EN
estas tardes de rito antiguo del Arenal,
capitanes generales con mando en plaza,
en plaza de los toros, andan los dos
alguaciles imponiendo el orden por el
callejón y por el albero. En Las Ventas
el alguacil mayor lleva en sus manos un
bastón de mando, que lo muestra en su
diestra con el displicente orgullo
imperial de un virrey de Indias cuando
sale en su caballo a hacer el despejo, y
con el que va luego dirigiendo por el
callejón la perfecta sinfonía del
reglamento. En Sevilla el alguacil no
tiene vara de mando. Tiene una jaca
castaña como escapada de un romance de
Fernando Villalón, que con los blancos
adornos de su mosquero, su breve cincha,
su leve silla a la jineta, nos trae una
estampa como de faena de campo.
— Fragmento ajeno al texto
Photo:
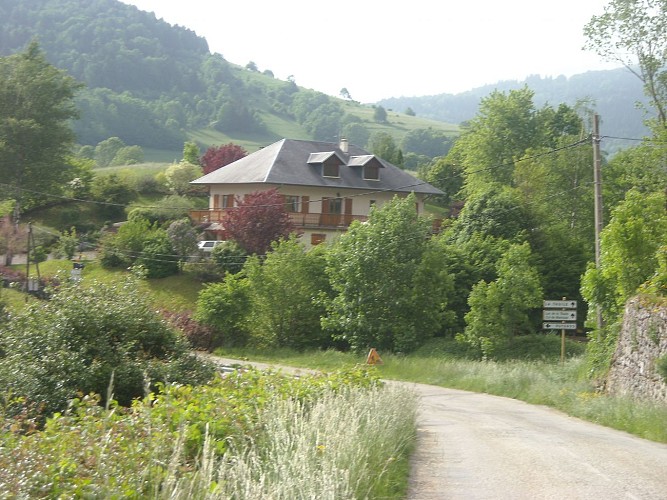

Saca el
presidente el pañuelo, empieza a tocar
la Banda de Tejera el pasodoble de la
memoria, y más que a pedir la llave
parece que los dos alguaciles van a
galopar por un horizonte marismeño de
palmitos y chumberas para devolver a la
reata una becerra que se perdió por las
blancas adelfas de un arroyo de juncos,
solano y chicharras.
Ahora ha
comenzado la corrida. Ya está el primero
en la plaza. Ya lo han toreado de
capote. Ya salen los montados. Y están
los dos alguaciles, los niños del Quini,
ejerciendo su autoridad mundial sobre el
globo terráqueo del albero, surcado por
los paralelos de las dos rayas rojas: el
meridiano de Sevilla es la vara del
piquero. Y si los contemplas desde
lejos, desde la solanera, por encima del
rojo olivo ves las plumas a la chamberga
de su militar prenda de cabeza, como si
por el callejón se paseara un velazqueño
retrato de la Corte de los Austrias.
Mira ahora el torero a esas plumas
chambergas del callejón, pide el cambio
de tercio, y el alguacil se descubre
mirando al presidente, en una rúbrica
que deja destocada su calva cabeza de
mármol de Itálica.
En ese
sombrero, dos plumas. Una blanca y otra
colorada. Los verdaderos colores
heráldicos de la bandera de Sevilla,
antes que vexilólogos de alquiler, por
la vanidad de un gerundio («siendo
alcalde de Sevilla...») se inventaran
una enseña carmesí en la ciudad del
pendón de San Fernando y del tremolar de
la copla de los campanilleros:
En el
Arco de la Macarena
hay una
bandera blanca y colorá...
La
sevillana enseña blanca y colorá la
arriaron en derrota del Iwo Kima del
Palco del Príncipe, y tras la rendición
izaron la espuria carmesí. La blanca y
colorá ya sólo queda, ay, como una
preciada reliquia, en las banderitas que
llevan en sus atalajes los dos tiros de
mulas. Y en los colores de las plumas
del sombrero a la chamberga de los
alguaciles. El año de la Exposición, en
1929, Luis Cernuda escribió en «Un río,
un amor»:
Estar
cansado tiene plumas,
tiene
plumas graciosas como un loro,
plumas
que desde luego nunca vuelan...
Como
Sevilla está cansada de ser Sevilla,
hartita de ser lo hermosa que es, tiene
plumas. Plumas en sus tres máximos
símbolos vivos. Plumas que desde luego
nunca vuelan, pero que remontan bellezas
y emociones como el pandero de una
nostalgia de la infancia. Son las plumas
de los alguaciles de la plaza de los
toros, las plumas de los armaos de la
Macarena y las plumas de los seises de
la Catedral. En estas tardes de rito
antiguo del Arenal miro en el callejón
de su autoridad a los dos alguaciles y
las plumas de su montera me parece que
fuesen como un anticipo de la gloria con
romero y juncia del Corpus, de la mañana
de campanas y plata de la Custodia. Como
si la celestial tropa de los seises
tuviera dos plazas montadas, que por eso
llevan los alguaciles estas rojiblancas
plumas a la chamberga con los colores de
Sevilla, con los colores del Corpus. Y
pienso en el difunto Quini, cuya vida me
ha dado la clave de estas plumas
graciosas como un loro habanero de la
Casa de la Moneda que tiene esta ciudad
cansada de ser Sevilla. El difunto Quini
fue alguacil y armao de la Macarena. Le
faltó, ay, ser seise de niño. Se pavoneó
con las plumas de Sevilla. Con esa
pluma, pluma de armao, pluma de seise,
pluma de alguacil, quisiera, oh Sevilla,
haberte escrito este madrigal, vieja
dama que estás en los cielos con
vencejos, cansada de ser lo hermosa que
eres.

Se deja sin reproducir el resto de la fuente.